III

Three hundred summers have fallen as leaves by the storms in their season thinned,
Since northward the war-ships of Spain came sheer up the way of the south-west wind:
Where the citadel cliffs of England are flanked with bastions of serpentine,
Far off to the windward loomed their hulls, an hundred and twenty-nine,
All filled full of the war, full-fraught with battle and charged with bale;
Then store-ships weighted with cannon; and all were an hundred and fifty sail.
The measureless menace of darkness anhungered with hope to prevail upon light,
The shadow of death made substance, the present and visible spirit of night,
Came, shaped as a waxing or waning moon that rose with the fall of day,
To the channel where couches the Lion in guard of the gate of the lustrous bay.
Fair England, sweet as the sea that shields her, and pure as the sea from stain,
Smiled, hearing hardly for scorn that stirred her the menace of saintly Spain.

III

I

"They that ride over ocean wide with hempen bridle and horse of tree,"
How shall they in the darkening day of wrath and anguish and fear go free?
How shall these that have curbed the seas not feel his bridle who made the sea?

God shall bow them and break them now: for what is man in the Lord God's sight?
Fear shall shake them, and shame shall break, and all the noon of their pride be night:
These that sinned shall the ravening wind of doom bring under, and judgment smite.

England broke from her neck the yoke, and rent the fetter, and mocked the rod:
Shrines of old that she decked with gold she turned to dust, to the dust she trod:
What is she, that the wind and sea should fight beside her, and war with God?

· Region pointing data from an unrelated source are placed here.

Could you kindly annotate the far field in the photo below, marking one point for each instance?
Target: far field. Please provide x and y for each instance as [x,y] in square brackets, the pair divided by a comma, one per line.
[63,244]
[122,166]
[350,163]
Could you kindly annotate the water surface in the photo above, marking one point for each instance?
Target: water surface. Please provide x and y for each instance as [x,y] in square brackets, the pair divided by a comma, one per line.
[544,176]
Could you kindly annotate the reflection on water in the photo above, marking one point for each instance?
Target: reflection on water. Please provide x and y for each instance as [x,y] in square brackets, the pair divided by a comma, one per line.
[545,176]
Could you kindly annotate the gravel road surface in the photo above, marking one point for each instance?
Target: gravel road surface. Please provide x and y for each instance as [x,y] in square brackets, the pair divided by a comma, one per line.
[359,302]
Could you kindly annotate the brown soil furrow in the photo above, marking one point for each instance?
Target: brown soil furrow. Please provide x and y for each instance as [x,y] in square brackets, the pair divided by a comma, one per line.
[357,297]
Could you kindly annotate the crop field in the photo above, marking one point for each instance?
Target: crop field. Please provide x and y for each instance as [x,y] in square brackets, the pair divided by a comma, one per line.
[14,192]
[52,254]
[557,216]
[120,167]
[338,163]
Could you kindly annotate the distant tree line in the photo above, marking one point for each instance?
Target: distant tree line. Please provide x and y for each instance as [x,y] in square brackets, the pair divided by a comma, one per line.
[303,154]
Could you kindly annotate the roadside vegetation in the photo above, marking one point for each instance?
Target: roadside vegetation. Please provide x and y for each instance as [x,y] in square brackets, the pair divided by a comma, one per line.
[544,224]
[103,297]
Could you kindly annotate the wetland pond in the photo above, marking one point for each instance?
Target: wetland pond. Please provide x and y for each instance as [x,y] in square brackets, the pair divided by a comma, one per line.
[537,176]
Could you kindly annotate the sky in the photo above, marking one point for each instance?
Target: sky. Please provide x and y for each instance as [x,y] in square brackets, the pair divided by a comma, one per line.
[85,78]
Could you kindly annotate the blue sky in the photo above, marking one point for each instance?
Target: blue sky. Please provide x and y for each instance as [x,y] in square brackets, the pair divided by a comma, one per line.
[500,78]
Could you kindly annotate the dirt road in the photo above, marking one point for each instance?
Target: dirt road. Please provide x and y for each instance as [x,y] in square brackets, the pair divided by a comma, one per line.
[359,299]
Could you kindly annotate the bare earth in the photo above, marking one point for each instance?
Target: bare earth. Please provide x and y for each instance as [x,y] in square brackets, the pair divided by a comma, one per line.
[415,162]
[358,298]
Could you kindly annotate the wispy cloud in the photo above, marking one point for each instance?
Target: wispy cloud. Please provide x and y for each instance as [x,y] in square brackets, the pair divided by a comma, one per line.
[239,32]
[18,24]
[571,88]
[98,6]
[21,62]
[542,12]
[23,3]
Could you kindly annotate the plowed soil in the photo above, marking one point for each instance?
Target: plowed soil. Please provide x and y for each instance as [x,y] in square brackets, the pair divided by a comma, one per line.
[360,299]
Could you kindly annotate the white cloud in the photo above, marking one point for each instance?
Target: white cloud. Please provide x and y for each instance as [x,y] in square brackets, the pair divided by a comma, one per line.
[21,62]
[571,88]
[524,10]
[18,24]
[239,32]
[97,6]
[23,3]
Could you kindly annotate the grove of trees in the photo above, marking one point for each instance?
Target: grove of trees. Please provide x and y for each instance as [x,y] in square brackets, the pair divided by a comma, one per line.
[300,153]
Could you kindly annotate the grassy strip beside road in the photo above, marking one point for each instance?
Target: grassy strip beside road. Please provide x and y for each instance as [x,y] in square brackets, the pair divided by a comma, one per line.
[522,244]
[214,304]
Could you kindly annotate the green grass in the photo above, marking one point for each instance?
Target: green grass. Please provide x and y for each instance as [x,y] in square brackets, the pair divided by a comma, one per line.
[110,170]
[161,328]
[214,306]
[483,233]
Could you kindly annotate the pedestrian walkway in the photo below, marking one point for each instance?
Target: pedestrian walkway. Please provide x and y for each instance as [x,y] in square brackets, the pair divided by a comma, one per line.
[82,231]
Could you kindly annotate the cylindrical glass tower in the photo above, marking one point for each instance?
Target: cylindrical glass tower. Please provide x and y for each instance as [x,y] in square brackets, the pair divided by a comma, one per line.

Lo, the cloud of his ships that crowd her channel's inlet with storm sublime,
Darker far than the tempests are that sweep the skies of her northmost clime;
Huge and dense as the walls that fence the secret darkness of unknown time.

Mast on mast as a tower goes past, and sail by sail as a cloud's wing spread;
Fleet by fleet, as the throngs whose feet keep time with death in his dance of dread;
Galleons dark as the helmsman's bark of old that ferried to hell the dead.

Squadrons proud as their lords, and loud with tramp of soldiers and chant of priests;
Slaves there told by the thousandfold, made fast in bondage as herded beasts;
Lords and slaves that the sweet free waves shall feed on, satiate with funeral feasts.